Question

A charged particle of specific charge $\alpha $ is released from origin at time t=0 with velocity $\overrightarrow V = {V_0}\widehat i$ in a uniform magnetic field $\overrightarrow B = {B_0}\widehat k$. If the particle passes through $\left( {0,y,0} \right)$, then y is equal to (specific charge $\alpha = q/m$)
A. $\dfrac{{2{V_0}}}{{\alpha {B_0}}}$
B. $ - \dfrac{{3{V_0}}}{{\alpha {B_0}}}$
C. $ - \dfrac{{2{V_0}}}{{\alpha {B_0}}}$
D. $ - \dfrac{{6{V_0}}}{{\alpha {B_0}}}$

Answer 1

Hint: Any charged particle, in presence of a magnetic field, experiences a force in the direction perpendicular to both the velocity and the magnetic field. This leads to a charged particle moving a circular motion.
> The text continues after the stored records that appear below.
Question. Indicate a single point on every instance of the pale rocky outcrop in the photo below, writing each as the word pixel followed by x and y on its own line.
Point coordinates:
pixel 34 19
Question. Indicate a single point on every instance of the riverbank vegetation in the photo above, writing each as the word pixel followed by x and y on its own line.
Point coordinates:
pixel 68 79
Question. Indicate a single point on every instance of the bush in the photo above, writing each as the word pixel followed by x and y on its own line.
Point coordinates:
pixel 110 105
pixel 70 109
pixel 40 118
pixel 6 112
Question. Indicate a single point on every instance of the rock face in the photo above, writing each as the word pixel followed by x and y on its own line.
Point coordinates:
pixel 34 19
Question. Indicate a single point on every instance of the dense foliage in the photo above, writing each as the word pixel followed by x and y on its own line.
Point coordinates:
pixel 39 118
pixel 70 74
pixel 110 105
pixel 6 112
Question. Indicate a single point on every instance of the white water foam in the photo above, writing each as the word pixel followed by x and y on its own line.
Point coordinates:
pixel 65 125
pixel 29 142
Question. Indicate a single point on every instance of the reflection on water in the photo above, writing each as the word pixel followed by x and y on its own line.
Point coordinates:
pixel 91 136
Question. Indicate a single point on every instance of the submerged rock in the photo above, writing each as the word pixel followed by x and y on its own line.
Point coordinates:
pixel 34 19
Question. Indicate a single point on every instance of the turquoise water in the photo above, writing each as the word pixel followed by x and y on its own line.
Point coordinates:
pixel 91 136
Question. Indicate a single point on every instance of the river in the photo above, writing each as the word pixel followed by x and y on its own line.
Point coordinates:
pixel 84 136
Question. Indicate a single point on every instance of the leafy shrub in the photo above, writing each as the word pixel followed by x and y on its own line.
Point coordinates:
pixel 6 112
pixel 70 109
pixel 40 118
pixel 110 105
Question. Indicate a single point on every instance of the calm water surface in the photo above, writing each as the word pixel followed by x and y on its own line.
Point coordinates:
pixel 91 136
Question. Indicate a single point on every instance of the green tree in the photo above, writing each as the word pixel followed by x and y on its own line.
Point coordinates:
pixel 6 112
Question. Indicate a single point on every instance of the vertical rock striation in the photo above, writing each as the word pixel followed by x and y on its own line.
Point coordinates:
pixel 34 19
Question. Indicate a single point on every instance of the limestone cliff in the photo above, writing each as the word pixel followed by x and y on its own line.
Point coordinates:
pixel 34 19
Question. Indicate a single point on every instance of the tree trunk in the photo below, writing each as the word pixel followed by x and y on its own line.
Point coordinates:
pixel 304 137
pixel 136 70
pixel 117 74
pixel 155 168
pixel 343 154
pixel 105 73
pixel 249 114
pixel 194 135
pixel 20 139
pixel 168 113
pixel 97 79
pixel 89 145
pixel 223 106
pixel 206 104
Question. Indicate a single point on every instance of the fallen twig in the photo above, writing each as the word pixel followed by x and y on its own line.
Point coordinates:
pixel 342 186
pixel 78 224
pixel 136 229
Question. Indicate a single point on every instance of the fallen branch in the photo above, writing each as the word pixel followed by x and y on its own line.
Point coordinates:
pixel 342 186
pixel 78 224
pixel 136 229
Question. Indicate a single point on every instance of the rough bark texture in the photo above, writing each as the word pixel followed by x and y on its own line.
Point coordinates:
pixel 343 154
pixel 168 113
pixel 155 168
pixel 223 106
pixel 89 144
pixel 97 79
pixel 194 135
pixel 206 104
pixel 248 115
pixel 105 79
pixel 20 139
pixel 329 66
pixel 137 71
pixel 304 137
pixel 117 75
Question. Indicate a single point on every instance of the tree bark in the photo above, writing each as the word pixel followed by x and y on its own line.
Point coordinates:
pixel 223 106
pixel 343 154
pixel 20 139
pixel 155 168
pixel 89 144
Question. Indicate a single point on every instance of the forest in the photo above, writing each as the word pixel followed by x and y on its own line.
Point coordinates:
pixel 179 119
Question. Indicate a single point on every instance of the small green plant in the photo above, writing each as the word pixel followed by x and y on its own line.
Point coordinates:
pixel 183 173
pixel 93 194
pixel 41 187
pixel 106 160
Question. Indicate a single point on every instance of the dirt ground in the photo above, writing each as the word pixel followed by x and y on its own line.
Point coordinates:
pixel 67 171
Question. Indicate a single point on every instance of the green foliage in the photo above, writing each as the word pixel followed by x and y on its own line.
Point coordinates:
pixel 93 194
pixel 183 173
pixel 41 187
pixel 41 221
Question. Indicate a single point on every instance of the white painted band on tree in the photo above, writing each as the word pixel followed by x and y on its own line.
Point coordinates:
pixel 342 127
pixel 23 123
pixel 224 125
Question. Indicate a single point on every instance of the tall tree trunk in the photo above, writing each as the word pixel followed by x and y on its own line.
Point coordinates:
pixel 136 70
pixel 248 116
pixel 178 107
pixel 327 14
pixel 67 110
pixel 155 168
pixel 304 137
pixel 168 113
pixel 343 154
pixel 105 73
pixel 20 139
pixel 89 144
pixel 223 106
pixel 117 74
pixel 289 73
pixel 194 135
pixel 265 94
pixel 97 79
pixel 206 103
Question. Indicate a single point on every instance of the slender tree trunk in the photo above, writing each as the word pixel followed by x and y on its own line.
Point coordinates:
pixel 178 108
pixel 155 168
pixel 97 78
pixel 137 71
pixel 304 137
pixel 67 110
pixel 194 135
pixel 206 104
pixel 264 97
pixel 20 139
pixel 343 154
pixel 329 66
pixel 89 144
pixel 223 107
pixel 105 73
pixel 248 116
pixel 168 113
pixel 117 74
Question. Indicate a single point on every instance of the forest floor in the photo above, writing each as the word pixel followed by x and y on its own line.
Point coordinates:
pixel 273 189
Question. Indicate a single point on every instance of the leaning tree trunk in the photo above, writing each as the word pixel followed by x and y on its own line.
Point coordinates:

To find the y-coordinate we need to find the radius of this circle.

Formula used:
$R = \dfrac{{m{V_0}}}{{q{B_0}}}$

Complete answer:
In the question, they’ve given a specific charge of $\alpha $ which is released at the origin. At time t=0, the particle is moving in the direction of the positive x-axis. But the magnetic field intensity is acting in the direction of the positive z-axis, which is into the plane of the paper. So, from the right-hand rule, the magnetic force will keep moving in a circular motion, with some radius.
The charged particle’s motion would look something like this.

Now, we can clearly see that the magnetic force ${F_B}$, is supplying the necessary centripetal force ${F_C}$. This can be written as
$\eqalign{
  & {F_B} = {F_C} \cr
  & \Rightarrow q{V_0}{B_0} = \dfrac{{m{V_0}^2}}{R} \cr
  & \Rightarrow R = \dfrac{{m{V_0}}}{{q{B_0}}} \cr} $
They’ve already mentioned in the problem, that the specific charge of the particle is $\alpha = q/m$. So,
$\eqalign{
  & R = \dfrac{{m{V_0}}}{{q{B_0}}} \cr
  & \Rightarrow R = \dfrac{{{V_0}}}{{\alpha {B_0}}} \cr} $
Thus, the particle will be moving in a circular motion of radius R, in the XY plane with the center on the y-axis. The particle will thus pass through a point on the y-axis which will be the diameter of the circle. So the coordinates of the point will be $(0,2R,0)$ which is nothing but $\left( {0,\dfrac{{2{V_0}}}{{\alpha {B_0}}},0} \right)$.
Therefore, the y coordinates of the particle will be $\dfrac{{2{V_0}}}{{\alpha {B_0}}}$.

Thus, the correct option is A.

Note:
The circular path of the charged particle can be traced from Fleming’s right-hand rule by applying it at either end of the diameter of the circle. Here, you must observe that the velocity of the charged particle is not subject to change. The magnetic field will only vary the direction. No work is done by the magnetic field.